Managing when, as well as where, you are, could be a really cool, fun mechanic... all these aspects of spaceflight they see as barriers, are actually golden, if missed, opportunities, of the kind Elite and then FE2 capitalised upon..
I firmly believe multiplayer Frontier is technically possible, while retaining all the benefits of ED's restricted handling envelopes as optional features, with instancing based on relative time and velocity rather than the cul de sac workarounds of Galactic Mean Time and absolute velocity wrt coordinate space. Time managment has always been a core part of the game, and remains so in ED. No reason at all players couldn't navigate time and continue to make appointments and deadlines and rendezvous with other players etc.
Soz, but this instant blanket assumption that these things are just logically irreconcilable fosters the kind of placid complacencey that lowers the bar of acceptible compormise in a self-fulfilling defeatism. Elite always pioneered the possible, defying shallow intuitions and challenging the conventions and paradigms, tipping the sacred cows, going there, boldly, where no game has gone before.
It could be done badly, of course, but it could be done really well and return Elite to its traditions of rasing the bar instead of ever-lowering it..
Yes. Let's see what the beta brings us. If we can break it the way we seem to think we can, Frontier has work to do. If they manage to make it meaningful and fitting, all kudos to them. However, we still have a few detached and flailing additions to the game (CQC and Powerplay) that may indicate that they don't always manage to pioneer.
S
Very insightful response, thanks Javert. As a side note, did you pick your nickname after Victor Hugo's famous novel ? I always wonder ...
I agree with that assessment.

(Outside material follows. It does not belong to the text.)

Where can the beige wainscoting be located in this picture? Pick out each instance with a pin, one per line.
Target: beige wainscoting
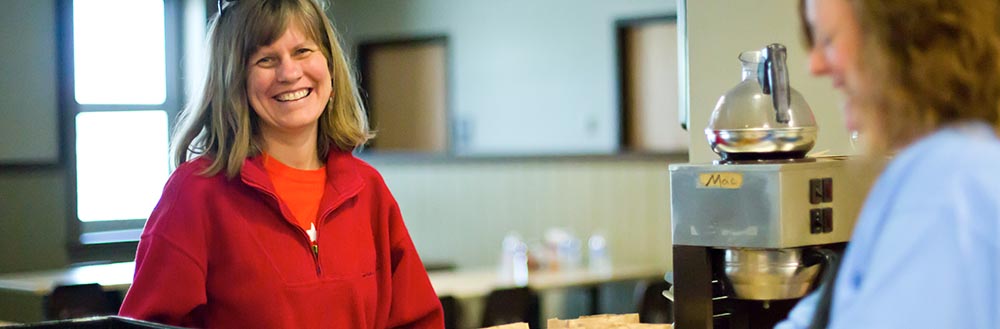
(459, 211)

I doubt that it's been lost on Fdev that their entire 2016 Gamescon announcement about 2.2 has been completely drowned out by this one crummy little issue.
Time ...
I do actually feel VERY sorry for them for that. Months of hard work, a lot of smart innovation and I bet they were really excited to do that reveal - I would be. They deserve to feel good about that work and what theyre achieving and all those unspoken names have their moment of glory. This has clouded it. But then, I do think its a big deal. It's one of those seemingly small things which is actually one of the bigger game-breakers. Other features are naturally in-world. This is the only one that sticks out like a sore thumb.
Either way, I do feel for those hard workers who may feel a little put out their due praise and workload has been a little lost to this one player issue.
sigh
Is anyone at Frontier reading any of these threads?? [???]
Yes, we take note of what is discussed. If there was something new to post on the topic then we would, but I think Sandy has already covered it. If anything changes, we'll post accordingly.
Michael
Yes, we take note of what is discussed. If there was something new to post on the topic then we would, but I think Sandy has already covered it. If anything changes, we'll post accordingly.